I explained that this might be different for other bisexual people, as some enter into open relationships or practice polyamory, having relationships with more than one person at a time. From my personal experience, though, I prefer to be monogamous and if I'm happy with the person I'm with, I don't "miss" anything about anyone else.

To the second questioner, I admitted that if I did have a choice, it would have been a lot easier to be either completely heterosexual or completely homosexual. When you have a foot on both sides of the fence, so to speak, there are a lot of issues that come with being bisexual. I've been left out of experiences with my LG friends when I've dated men and vice versa when I've dated women. When I've been in seemingly straight relationships, the greater LGBT community is reticent to accept me and I've felt the negative bias many within that community feel when I've been in seemingly lesbian relationships. I've also had potential partners tell me that they just "didn't date bisexuals" -- most likely because they were under the false impressions that all bisexuals cheat, cannot be monogamous or will eventually leave to be with a different gender.

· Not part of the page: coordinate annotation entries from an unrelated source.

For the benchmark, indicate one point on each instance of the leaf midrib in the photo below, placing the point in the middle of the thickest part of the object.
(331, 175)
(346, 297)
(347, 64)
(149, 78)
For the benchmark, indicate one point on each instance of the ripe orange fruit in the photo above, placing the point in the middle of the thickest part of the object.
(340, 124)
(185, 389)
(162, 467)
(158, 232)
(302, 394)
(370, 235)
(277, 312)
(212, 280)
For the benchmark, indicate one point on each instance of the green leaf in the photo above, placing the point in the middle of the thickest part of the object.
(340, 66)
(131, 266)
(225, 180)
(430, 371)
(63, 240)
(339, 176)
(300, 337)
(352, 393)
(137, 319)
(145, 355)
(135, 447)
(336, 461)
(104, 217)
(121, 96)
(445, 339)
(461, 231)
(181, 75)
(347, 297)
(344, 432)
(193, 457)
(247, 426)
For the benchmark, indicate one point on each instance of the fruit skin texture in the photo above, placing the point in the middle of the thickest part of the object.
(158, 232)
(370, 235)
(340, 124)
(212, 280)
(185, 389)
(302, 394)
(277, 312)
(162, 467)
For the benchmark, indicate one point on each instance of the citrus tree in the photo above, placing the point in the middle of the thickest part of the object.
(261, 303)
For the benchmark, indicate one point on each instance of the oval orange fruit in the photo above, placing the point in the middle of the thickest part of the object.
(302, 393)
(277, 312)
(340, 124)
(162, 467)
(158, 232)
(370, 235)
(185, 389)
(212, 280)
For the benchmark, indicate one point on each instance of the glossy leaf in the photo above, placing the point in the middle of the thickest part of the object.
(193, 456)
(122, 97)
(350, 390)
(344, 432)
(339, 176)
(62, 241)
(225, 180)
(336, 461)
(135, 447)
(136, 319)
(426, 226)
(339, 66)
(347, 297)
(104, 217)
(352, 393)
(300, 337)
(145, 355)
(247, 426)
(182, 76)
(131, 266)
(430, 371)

Then came the third questioner with his statement that stung a bit more than the first two. To be told to your face that you don't exist is an experience that can be very confusing and difficult to navigate. How can you say I don't exist when I'm standing right here and I just told you in great detail about the hardships I've personally gone through in coming to terms with my identity? It's bizarre, to say the least. I explained to this person that, while "bisexual" might not be the identity that explains him best, that doesn't mean that others who do identify as bisexual are wrong by any means. Just because someone is heterosexual, does that mean homosexuality doesn't exist? Of course not. Why should bisexuality be any different? I left this person, however, feeling that I had made an impression and that he understood my identity and the identity of so many more like me.

I also left the event realizing how much more education is needed on this subject. PFLAG is a great place to start, considering that the organization draws a group of people who are coming together in an effort to better understand the wide spectrum of sexual orientations for themselves, their children and their loved ones.

I was pleased that I was given the opportunity to educate others about the truths regarding bisexuality and I hope I have more occasions to do so in the future.